At the recent special town meeting, four of the six members of the finance committee voted no on the proposed collective bargaining agreement. Their reasons included that the agreement was unclear in many areas, including the most important area: What do the police officers get paid and what raises do they get? Here's why.
Below is the actual page from the agreement. You might think there was language following the table explaining how it is to be applied. You would be wrong.
How do these numbers apply and to whom? There's no explanation. What's the meaning of "Hiring Level A" or any of the others? There's no explanation. Do these specified levels mean officers can only be hired (and paid) at one of the specified salaries? It would be easy to just say that, but it doesn't. There's language on the next page that reads "The Board of Selectmen reserves the right to hire experienced part-time officers at level C as long as they do not exceed part-time employees on the seniority list, and the Board also reserves the right to place new full-time experienced officers at a pay scale appropriate to their level of experience up to Level C." I've read that sentence 25 times and still can't make sense out of it. Does its existence mean that the numbers in the table only apply to new hires, not to existing officers? And if the Board "reserves the right" to hire part-timers at level C, the clear implication is that they can't hire part-timers at any other level. Is that what it means? Or does it mean "no higher" than level C? It could have said that but it doesn't. For full-timers, does it mean that level C is the highest level they can be hired at? It could just say that but it doesn't.

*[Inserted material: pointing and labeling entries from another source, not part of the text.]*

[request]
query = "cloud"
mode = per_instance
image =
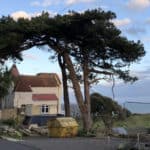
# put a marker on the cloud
(146, 39)
(30, 56)
(147, 21)
(138, 4)
(70, 2)
(22, 14)
(135, 30)
(44, 3)
(121, 22)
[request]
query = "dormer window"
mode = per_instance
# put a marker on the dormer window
(44, 109)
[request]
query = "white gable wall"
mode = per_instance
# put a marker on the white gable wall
(22, 98)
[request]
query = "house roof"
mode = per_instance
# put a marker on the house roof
(23, 83)
(39, 97)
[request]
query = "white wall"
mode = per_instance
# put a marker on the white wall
(22, 98)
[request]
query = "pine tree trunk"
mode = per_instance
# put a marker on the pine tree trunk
(65, 86)
(88, 119)
(84, 107)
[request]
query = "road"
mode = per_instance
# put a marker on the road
(73, 143)
(8, 145)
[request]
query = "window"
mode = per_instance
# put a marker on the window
(44, 109)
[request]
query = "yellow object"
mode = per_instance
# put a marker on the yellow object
(62, 127)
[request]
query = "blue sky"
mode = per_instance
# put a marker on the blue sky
(133, 18)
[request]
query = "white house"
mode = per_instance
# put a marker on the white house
(39, 94)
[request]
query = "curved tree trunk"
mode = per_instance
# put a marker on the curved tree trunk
(65, 86)
(87, 100)
(84, 106)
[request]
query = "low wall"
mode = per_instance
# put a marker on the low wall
(8, 114)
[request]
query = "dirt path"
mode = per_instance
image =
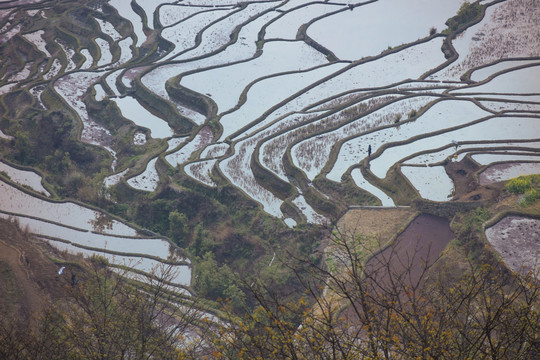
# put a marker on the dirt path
(28, 276)
(30, 297)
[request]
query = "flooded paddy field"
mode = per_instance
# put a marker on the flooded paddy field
(303, 107)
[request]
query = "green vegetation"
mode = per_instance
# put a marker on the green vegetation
(529, 186)
(468, 12)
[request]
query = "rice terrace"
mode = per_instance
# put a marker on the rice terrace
(235, 148)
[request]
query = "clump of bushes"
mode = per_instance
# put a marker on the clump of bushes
(467, 13)
(526, 185)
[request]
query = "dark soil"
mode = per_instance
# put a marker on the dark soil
(28, 278)
(413, 252)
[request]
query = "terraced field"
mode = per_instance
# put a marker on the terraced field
(307, 107)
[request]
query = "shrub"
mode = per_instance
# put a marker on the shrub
(519, 185)
(529, 198)
(466, 14)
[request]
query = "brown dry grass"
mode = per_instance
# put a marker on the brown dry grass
(382, 223)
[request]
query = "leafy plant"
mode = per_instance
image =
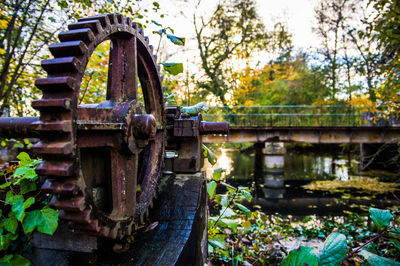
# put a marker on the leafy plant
(24, 210)
(335, 247)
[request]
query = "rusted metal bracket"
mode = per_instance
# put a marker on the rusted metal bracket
(184, 133)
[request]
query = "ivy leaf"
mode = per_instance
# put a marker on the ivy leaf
(217, 174)
(49, 221)
(20, 206)
(212, 158)
(11, 198)
(24, 172)
(32, 219)
(7, 184)
(232, 224)
(227, 212)
(380, 217)
(6, 259)
(301, 257)
(334, 250)
(173, 68)
(10, 224)
(26, 186)
(247, 195)
(217, 243)
(24, 158)
(211, 187)
(155, 22)
(230, 188)
(176, 40)
(159, 32)
(241, 207)
(18, 260)
(377, 260)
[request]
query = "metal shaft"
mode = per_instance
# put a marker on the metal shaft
(17, 127)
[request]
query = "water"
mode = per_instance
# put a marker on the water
(328, 183)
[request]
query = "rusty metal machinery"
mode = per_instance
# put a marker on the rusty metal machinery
(103, 162)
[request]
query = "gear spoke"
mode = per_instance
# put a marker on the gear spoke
(122, 75)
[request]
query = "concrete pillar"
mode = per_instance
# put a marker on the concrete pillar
(274, 161)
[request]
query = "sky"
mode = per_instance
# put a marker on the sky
(297, 14)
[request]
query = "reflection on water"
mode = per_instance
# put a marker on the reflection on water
(300, 170)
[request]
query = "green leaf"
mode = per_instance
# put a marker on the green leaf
(10, 224)
(32, 219)
(212, 158)
(24, 158)
(217, 174)
(303, 256)
(195, 109)
(227, 212)
(20, 206)
(380, 217)
(26, 186)
(7, 184)
(232, 224)
(377, 260)
(49, 221)
(156, 23)
(247, 195)
(173, 68)
(159, 32)
(18, 260)
(25, 172)
(6, 258)
(229, 187)
(211, 187)
(11, 198)
(396, 243)
(176, 40)
(334, 250)
(217, 243)
(242, 208)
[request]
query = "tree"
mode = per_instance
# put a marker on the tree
(24, 31)
(385, 30)
(332, 20)
(290, 82)
(233, 31)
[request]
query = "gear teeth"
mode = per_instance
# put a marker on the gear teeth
(70, 48)
(76, 204)
(61, 65)
(85, 35)
(104, 231)
(56, 84)
(91, 228)
(94, 25)
(102, 18)
(59, 147)
(57, 126)
(128, 22)
(78, 217)
(55, 168)
(113, 233)
(59, 188)
(63, 104)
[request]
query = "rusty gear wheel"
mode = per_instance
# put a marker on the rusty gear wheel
(98, 156)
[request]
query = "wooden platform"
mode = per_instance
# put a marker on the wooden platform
(180, 238)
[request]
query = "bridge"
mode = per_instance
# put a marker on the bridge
(302, 123)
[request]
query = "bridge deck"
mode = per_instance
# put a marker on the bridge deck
(242, 134)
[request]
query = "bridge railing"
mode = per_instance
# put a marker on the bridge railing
(292, 116)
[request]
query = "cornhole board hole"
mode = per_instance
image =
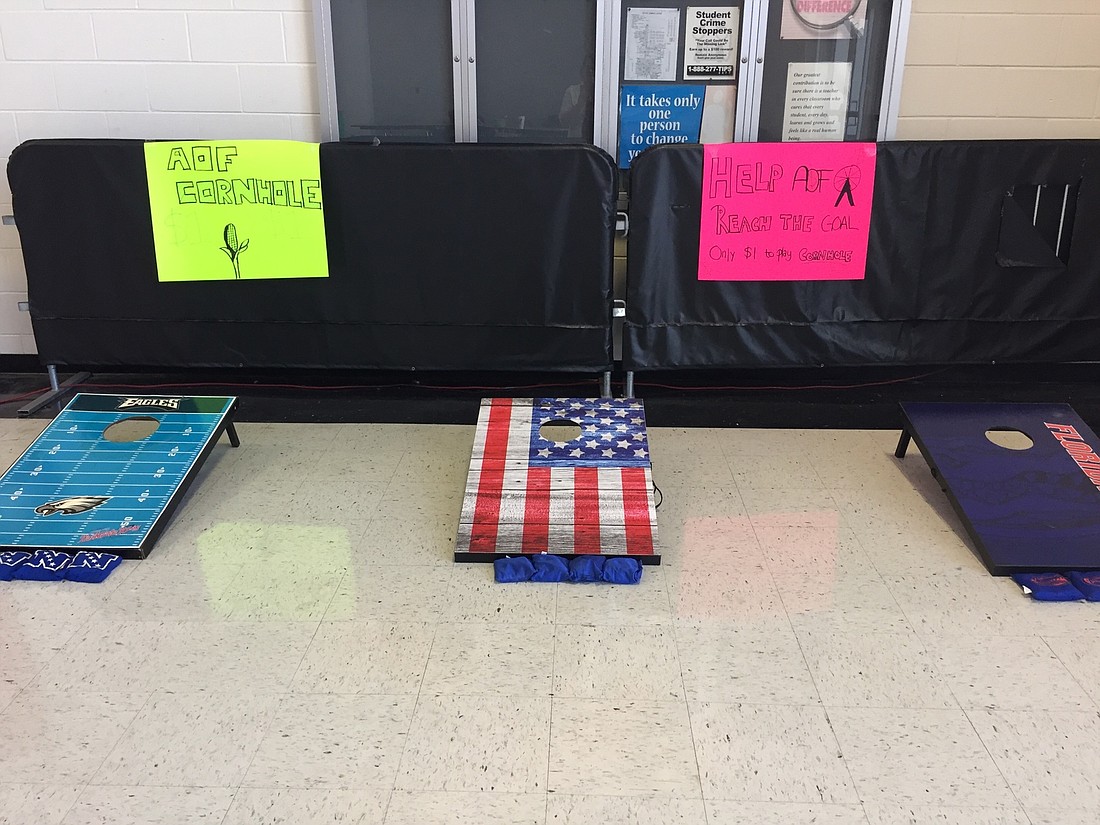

Let's say the intention of the agreement is to provide for minimum and maximum pay levels for officers and to provide for each officer to be paid one of the specified amounts. (Of course, we have to imply that because the agreement - rather astonishingly - doesn't say it.) And let's suppose that there is an existing officer who was paid about $39,000 for the fiscal year ended June 30, 2013. Presumably he is to get a raise up to $39,839 for FY 2014, but how does he know, or anyone know, that he's in "Hiring Level B"? Maybe there's a record somewhere that he was designated to that level when he was hired, but the levels in past agreements were designated by numbers (1, 2, 3, etc.), not letters, so there won't be any such record. And even if there were a clear record, the agreement uses the word "hiring" for each level, indicating the schedule is only for new officers, because it would have been easy to just leave out that word if the idea was to name each existing officer to a specified pay level.
And what's the point to these specific numbers, rather than just minimums and maximums? Do they mean the selectboard can't hire an officer at, say, $42,000 exactly? What's the point of that? What if an officer wants to forego, say, the uniform cleaning allowance in exchange for an extra $300 in wages? That can't be done under the agreement?
The sentence following the table is a real mystery. The first part of the sentence says an officer will get a raise each fiscal year by moving laterally (meaning from left to right) - which incidentally leaves no room for any merit raises. But then the sentence uses the word "and." So does that "and" mean the officer moves laterally only if he also gets an acceptable annual performance rating? (As you might suspect by now, there's nothing in the agreement telling you when the annual performance review takes place, who does it, or what an "average rating of 3 or better" means.) If that was the intention, it should have said "but only if," not "and." The alternative meaning is that the officer gets two raises, one on July 1 and one on getting an acceptable performance rating. But that can't be right, because there's only one specified dollar amount for each fiscal year. So does the sentence mean that if an officer doesn't get an acceptable performance review, he stays at the old fiscal year wage? If so, what happens the next year? If he gets an acceptable review, does he then leapfrog up to the 2016 wage rate?
No lawyer worth his or her salt would allow these ambiguities in a contract, especially in the most important provisions, namely the wage schedules. The voters should have told the selectboard to go back and get it right.